For south Trinidad, the budding oil fields also meant an improvement in the infrastructure. “Every well drilled on the company’s holdings in 1910-11 proved a producer, and the whole operation was modernised, supply, tankage, an extension to the railway, more roadways, and an extension to the jetty.” writes George Higgins in his history of oil exploration in Trinidad. In addition to the roads and rails, there was all of a sudden employment: unskilled labourers averaged 74 cents a day, which was better than nothing at all! Many labourers from the neighbouring islands and Guyana arrived to help bringing the ‘black gold’ to the surface. But working conditions in the swampy south were not rosy: swarms of mosquitoes and a scarce water supply in the dry season didn’t make the hard drilling work in the hot sun any easier. Malaria was dreaded, and at the end of 1913, 150 cases of yellow fever were reported, and three drillers died.
1910 - 1920 were veritable boom years in the oil industry: no less than 57 oil companies were formed between 1909 and 1912! Overseas, the car industry started to pick up, and when British home secretary Winston Churchill announced the decision to change the Royal Navy from burning coal to burning fuel in 1910, the ‘oil rush’ officially commenced in Trinidad.
On the eve of World War I in 1914, Trinidad’s annual oil production had risen to one million barrels. 80 companies had been registered - but of course not all were successful.

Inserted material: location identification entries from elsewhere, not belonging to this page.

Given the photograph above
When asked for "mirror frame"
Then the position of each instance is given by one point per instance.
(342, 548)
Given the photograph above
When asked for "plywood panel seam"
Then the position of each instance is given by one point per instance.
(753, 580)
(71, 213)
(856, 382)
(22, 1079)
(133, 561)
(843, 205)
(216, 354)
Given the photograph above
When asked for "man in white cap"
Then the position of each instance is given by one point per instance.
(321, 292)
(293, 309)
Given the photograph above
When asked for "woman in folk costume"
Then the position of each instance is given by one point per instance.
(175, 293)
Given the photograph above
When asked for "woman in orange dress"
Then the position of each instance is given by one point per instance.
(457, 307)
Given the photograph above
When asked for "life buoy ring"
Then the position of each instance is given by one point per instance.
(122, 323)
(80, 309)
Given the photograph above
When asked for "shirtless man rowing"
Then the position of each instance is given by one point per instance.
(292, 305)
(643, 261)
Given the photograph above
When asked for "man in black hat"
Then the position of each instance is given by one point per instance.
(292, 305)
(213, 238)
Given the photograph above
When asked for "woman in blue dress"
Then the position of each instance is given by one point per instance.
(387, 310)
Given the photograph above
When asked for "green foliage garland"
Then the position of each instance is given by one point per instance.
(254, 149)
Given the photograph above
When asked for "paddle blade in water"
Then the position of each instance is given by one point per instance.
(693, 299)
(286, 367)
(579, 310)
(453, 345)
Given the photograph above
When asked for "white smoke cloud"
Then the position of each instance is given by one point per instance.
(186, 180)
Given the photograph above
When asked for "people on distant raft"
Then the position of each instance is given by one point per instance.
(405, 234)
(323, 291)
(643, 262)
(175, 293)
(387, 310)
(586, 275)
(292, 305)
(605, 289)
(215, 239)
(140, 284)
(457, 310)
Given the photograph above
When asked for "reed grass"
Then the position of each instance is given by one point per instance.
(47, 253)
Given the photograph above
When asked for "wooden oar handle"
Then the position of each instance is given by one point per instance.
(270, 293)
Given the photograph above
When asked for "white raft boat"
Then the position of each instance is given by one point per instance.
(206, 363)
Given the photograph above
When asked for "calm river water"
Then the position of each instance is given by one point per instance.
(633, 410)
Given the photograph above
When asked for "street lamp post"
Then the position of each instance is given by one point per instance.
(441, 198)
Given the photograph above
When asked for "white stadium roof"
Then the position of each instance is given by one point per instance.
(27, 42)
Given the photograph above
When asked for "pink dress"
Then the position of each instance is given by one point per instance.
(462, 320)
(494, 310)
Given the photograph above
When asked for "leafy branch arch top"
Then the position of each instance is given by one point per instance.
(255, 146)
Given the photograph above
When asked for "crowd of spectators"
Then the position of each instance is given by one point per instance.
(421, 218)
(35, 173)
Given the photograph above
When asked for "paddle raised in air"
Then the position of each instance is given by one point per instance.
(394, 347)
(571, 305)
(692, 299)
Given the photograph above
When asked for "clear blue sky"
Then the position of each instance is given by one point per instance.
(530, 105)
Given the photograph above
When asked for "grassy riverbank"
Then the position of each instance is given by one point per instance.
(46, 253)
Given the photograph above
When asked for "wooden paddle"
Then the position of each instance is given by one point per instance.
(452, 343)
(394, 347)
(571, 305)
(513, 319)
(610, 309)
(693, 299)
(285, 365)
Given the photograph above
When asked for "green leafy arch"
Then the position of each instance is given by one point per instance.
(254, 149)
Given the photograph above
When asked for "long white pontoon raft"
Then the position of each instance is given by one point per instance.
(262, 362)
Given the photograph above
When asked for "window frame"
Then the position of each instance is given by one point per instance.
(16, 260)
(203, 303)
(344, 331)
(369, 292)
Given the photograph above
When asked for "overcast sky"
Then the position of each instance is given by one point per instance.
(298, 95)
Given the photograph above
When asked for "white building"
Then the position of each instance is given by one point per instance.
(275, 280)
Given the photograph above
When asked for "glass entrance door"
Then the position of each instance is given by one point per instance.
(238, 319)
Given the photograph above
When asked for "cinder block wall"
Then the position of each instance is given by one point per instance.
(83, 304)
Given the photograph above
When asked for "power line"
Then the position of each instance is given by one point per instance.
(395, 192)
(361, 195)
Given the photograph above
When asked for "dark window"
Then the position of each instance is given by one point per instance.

Only financially strong companies were able to afford suitable drilling machinery and attract experienced oilmen, and thus capable of servicing the ever-increasing demand - or should we rather say ‘thirst’? - for fuel, kerosene, asphalt and lubricants.

5 comments:

davidbaeley said...

I appreciate your general knowledge post regarding oil drilling machines. I think it’s more beneficial for any students or professionals.

DDON said...

Very informative

Unknown said...

Very informative.

Oberv said...

Excellent site. Hope it will right a lot of the colonial "heritage" of the Caribbean and demolish the lies. Best Wishes.

Chris Peters said...

This article was very informative and I learned a lot, It was a time when others so hopeful ventured out to make what they believed to be possible, a reality. I proud of determination amidst much adversity and hope those in power will at least know the history of the oil and natural gas that they now manage and make sure that the entire country benefit from its profits and not just the influential few.